Tratar repetidamente uma trabalhadora trans pelo gênero masculino, mesmo depois de ela manifestar inconformidade, ultrapassa o mero equívoco de linguagem e pode gerar indenização por dano moral.

O entendimento é da 2ª Turma do Tribunal Regional do Trabalho da 5ª Região (TRT-5), que elevou para R$ 30 mil a reparação devida a uma empregada vítima de transfobia no ambiente de trabalho.

No processo, testemunha afirmou que um gerente se dirigia à trabalhadora no masculino de forma reiterada e que a empresa, mesmo após tomar conhecimento da reclamação, não adotou providência eficaz para interromper a conduta. Para o Tribunal, ficaram demonstrados a repetição do comportamento, a posição hierárquica do responsável e a omissão patronal.

A empresa sustentou que não houve intenção de humilhar ou discriminar e atribuiu os episódios a eventuais confusões no tratamento da empregada. O argumento não convenceu os desembargadores. O acórdão diferenciou um lapso ocasional da insistência no tratamento inadequado depois de a própria trabalhadora reclamar, reconhecendo violação à dignidade, à identidade de gênero, à honra e à integridade psíquica.
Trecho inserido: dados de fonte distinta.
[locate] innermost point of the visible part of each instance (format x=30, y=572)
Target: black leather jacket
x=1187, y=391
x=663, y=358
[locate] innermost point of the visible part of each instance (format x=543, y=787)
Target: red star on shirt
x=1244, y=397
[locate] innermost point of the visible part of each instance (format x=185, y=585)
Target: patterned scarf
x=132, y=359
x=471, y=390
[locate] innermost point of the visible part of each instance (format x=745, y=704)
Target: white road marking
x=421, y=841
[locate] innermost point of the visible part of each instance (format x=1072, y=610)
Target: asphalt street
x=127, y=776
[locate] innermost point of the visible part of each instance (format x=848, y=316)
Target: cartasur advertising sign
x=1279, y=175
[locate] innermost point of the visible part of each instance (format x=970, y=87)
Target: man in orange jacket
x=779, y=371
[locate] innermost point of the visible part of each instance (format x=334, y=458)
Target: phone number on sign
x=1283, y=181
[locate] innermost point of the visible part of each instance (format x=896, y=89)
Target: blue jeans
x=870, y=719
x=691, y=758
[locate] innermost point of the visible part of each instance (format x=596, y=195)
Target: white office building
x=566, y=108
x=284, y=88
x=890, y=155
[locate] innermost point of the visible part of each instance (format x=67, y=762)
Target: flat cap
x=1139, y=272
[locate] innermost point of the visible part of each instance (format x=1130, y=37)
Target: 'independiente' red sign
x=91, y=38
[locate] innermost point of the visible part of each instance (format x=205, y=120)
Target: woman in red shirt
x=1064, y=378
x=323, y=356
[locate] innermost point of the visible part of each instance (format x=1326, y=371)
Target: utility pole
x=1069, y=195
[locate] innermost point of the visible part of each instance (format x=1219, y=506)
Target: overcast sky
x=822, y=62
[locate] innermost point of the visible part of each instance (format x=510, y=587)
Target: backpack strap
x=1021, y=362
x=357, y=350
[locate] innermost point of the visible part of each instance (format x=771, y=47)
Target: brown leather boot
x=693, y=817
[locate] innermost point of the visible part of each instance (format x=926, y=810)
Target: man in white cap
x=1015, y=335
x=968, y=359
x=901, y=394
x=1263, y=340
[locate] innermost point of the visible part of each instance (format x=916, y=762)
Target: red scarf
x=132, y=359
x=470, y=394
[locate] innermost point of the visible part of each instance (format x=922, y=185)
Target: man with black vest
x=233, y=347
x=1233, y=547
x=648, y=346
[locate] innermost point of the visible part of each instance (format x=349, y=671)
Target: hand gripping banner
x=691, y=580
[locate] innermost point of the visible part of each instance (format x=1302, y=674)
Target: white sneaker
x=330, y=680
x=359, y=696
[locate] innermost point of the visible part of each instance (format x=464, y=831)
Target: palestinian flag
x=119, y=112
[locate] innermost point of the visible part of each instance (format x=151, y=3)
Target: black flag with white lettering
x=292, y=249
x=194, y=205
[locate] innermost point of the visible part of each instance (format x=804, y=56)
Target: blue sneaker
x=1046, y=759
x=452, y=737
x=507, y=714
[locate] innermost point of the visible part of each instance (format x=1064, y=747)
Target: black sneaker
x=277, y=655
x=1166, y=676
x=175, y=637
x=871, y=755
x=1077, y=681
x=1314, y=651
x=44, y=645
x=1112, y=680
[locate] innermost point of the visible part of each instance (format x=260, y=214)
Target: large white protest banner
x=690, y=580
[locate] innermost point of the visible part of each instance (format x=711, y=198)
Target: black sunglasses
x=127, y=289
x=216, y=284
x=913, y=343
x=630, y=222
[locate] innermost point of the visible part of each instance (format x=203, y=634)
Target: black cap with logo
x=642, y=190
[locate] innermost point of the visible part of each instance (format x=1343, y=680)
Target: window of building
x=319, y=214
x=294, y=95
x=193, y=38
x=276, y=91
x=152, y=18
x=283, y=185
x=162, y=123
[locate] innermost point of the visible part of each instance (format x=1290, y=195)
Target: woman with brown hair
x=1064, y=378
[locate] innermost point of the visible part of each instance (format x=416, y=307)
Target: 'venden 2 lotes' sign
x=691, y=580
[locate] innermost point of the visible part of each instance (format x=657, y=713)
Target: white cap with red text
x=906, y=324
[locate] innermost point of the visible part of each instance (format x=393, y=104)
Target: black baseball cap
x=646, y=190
Ao analisar o caso, o TRT destacou ainda que cabe ao empregador garantir ambiente de trabalho saudável também sob o aspecto psicológico. Assim, quando um superior hierárquico adota comportamento discriminatório e a empresa, depois de cientificada, não reage de maneira eficaz, a omissão patronal também pode integrar a causa do dano sofrido pelo empregado.

A condenação havia sido inicialmente fixada em R$ 10 mil. Por unanimidade, a 2ª Turma considerou o valor insuficiente diante da reiteração da conduta, da posição do gerente e da falta de resposta empresarial, aumentando a indenização para R$ 30 mil. O colegiado negou o recurso da empresa e manteve os demais termos da sentença, além de elevar para 10% os honorários devidos aos advogados da trabalhadora.